瞬間、フッと桃太郎が未遊姫の真下へ移動。和紙を自身の右側へ舞わせ大幣を振り、その先端で触れ、
「彌鳥! ご飯だよ! 」
突如、桃太郎の右側の空間から超巨大な亀(? )の首だけが伸び、口を大きく開けて岩をバクンッ! と食べた。
咄嗟にかわし、
「あっぶないっす! 」
地面へ降り立つ少女。
空間へと戻り消える亀・彌鳥。
重力に従い落ちて来る桃太郎。
(桃太郎さん! )
受け止めようとスタンバイする犬吠埼だったが、いつの間にか地面近くへ先回りしていた未遊姫のもとへ瞬間移動し、桃太郎は普通に着地。
少女は大きな大きな溜息を吐き、
「…なんか疲れたっす……」
門の方向へ歩き出しながら、
「遥様は『念のため』って仰ってたんで、まあ、いいっすかね。今日のところは帰るっす」
(「よう」様っ? 始鬼遥に言われて来たのっ?
…あ、でも鴉鬼葉さんも「よう」か……。僕の知らない「よう」かも知れないし……)
桃太郎が、
「待って! 」
少女を追う。
続く犬吠埼・猿爪・雉子。
追いつき腕を掴んで引き止めた桃太郎。
少女は振り返りざま、
「キッショ! 触んなっす! あたいに触れていいのは遥様だけっす! 」
桃太郎の手を解こうと腕を強く振る。
桃太郎は放さず掴む手に力を込め、更にもう一方の腕も掴まえて真っ直ぐに少女の目を見据え、
「オレを狙って来たんだよね? どうして? 」
少女は嫌そうに目を逸らし、仕方なくといったふうに低くボソボソと、
「…工鬼の町の食堂で昼間、遥様の旧友のおばば様が、あんたを見掛けたって仰って……。
そいで遥様が、姫様を迎えに行かれた時、あんた目線だと強引に連れて行ったように見えたかも知れないから連れ戻しに来たのかもって仰られて……」
(…僕の知ってる話に当てはめると、「よう」様は始鬼遥、姫様はアンちゃんかなって思うけど、連れ戻されるのを避けるために桃太郎さんを狙うってことは、それで合ってるのか……。そして今のところだけど、アンちゃんは無事なんだ……)

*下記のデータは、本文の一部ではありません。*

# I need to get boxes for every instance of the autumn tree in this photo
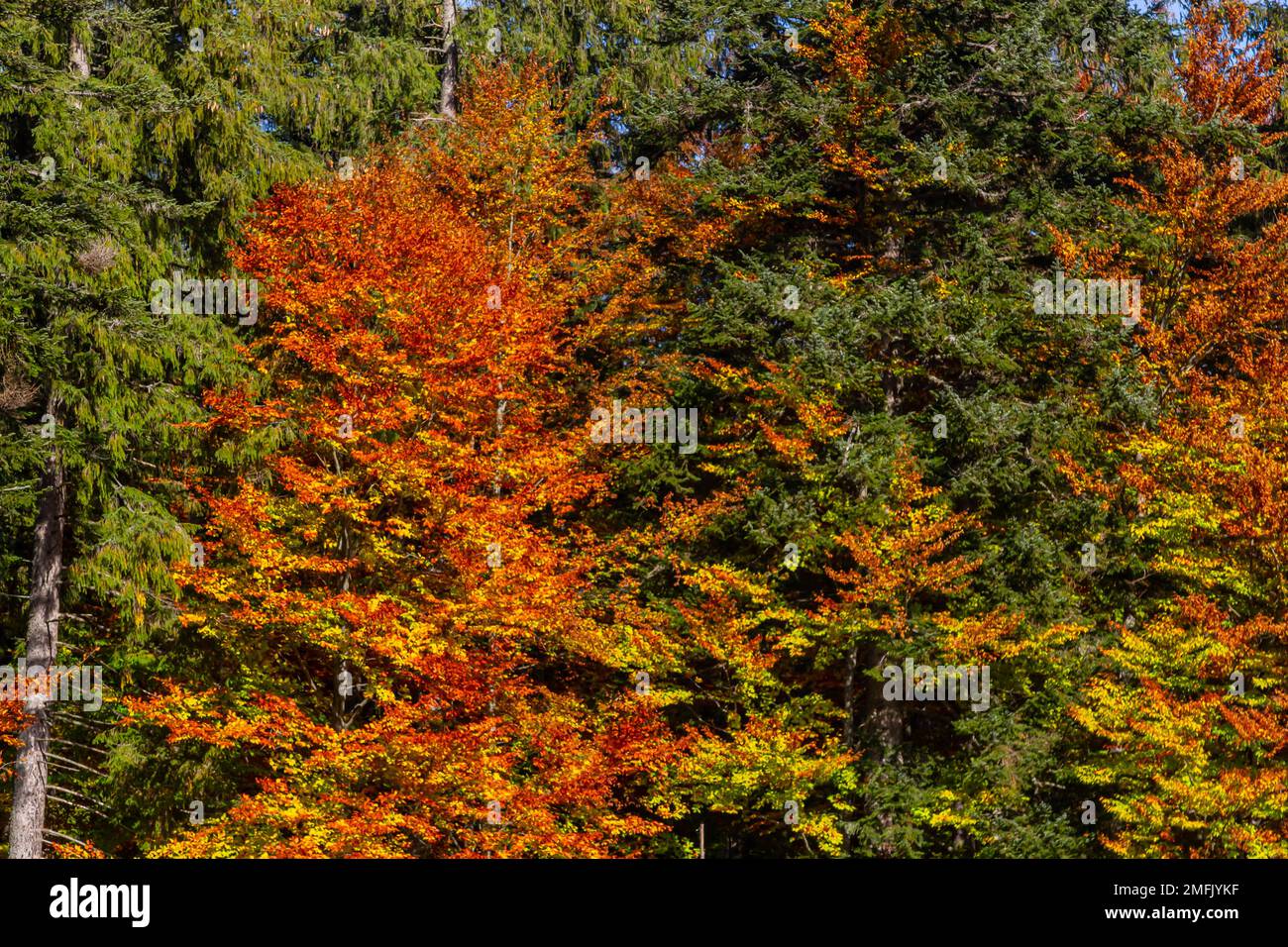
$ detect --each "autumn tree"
[1077,0,1288,857]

「んでもって、大丈夫だと思うけど念のため消しといて、って、あたいに命じられたっす……」
桃太郎、感情の交錯したような「…そうなんだね……」を呟いてから、
「オレたちは始鬼遥が移動するのに巻き込まれただけで、自分の意思でここへ来たんじゃないよ? 」
少女は驚いた表情で桃太郎を見、
「連れ戻しに来たんじゃないんすか? 」
頷く桃太郎。
「こっちが連れ戻しに来るかもって思う状況なのにっすかっ? 」
驚きのあまりか大きな声を出してから、暫しまじまじと桃太郎を見つめる少女。
溜息とともに再び目を逸らし、
「…信じらんないっす……」
声のトーンも落として、
「…それが本当なら、相当冷たいっすよ……? 」
「返す言葉も無いよ……。
…安寿は、幸せに過ごせてるの……? 」
「普通じゃないっすか? ……攫われたも同然なのに助けに来ないような奴といるよりは幸せかもしんないっすけどね?
姉姫様と一緒に遊んで楽しそうではあるっすよ? 」
「…楽しそうなのは、これからも、ずっと続くのかな……? 」
「努力はするっすよ? 当たり前っす。それが、遥様は勿論、あたいも含めて姫様の周りの大人の責任っすからね」
「…そっか……。なら、いいんだ……」
「いい加減、放すっす! 」
自称大人の少女は両腕を大きく振るい、今度こそ桃太郎の手を解いて背を向けると、
「あーヤダヤダ! 汚らわしいっす! 早く帰ってシャワー浴びるっす! 」
掴まれていた辺りを反対の手でパンパンと払うのを左右交互にしながら去って行く。
その背中に桃太郎は急いで、
「怪我をされた方の治療や壊れた建物を直すのに少し時間をもらうけど、それが終わったらオレはこの村を出て行くから、さっき、君は今日のところはって言ってたけど、もう村は襲わないでくれる? 」
自称大人少女は足は止めず、チラッとだけ振り返り、
「……まあ、それは信じるっすよ。襲わないっす。
…まともな感覚も持ち合わせてるんすね……」
言って、前を向き、鎧の内側から小さな瓶を取り出して、自身の足元に叩きつけて割った。
そこから2日前に犬吠埼たちを呑み込んだ闇に似た黒い霧が発生。ごく狭い範囲の深い闇を作り出し、自称大人少女を呑み込んだ。
黒い霧が晴れると、自称大人少女の姿は無かった。
周囲の惨状をあたらめて見回し、桃太郎は項垂れ手のひらで顔を覆う。
「やっぱり、オレが全ての……」
(違う! 元凶は、どう考えたって……! )
「違いますよ! 桃太郎さん! 元凶は……! 」
始鬼遥です、と言いかけて、やめる犬吠埼。
(元凶を始鬼遥だって言っちゃうと、アンちゃんの存在まで否定することになりかねないから、桃太郎さんは、自分が元凶だってことにしておきたいのかも……。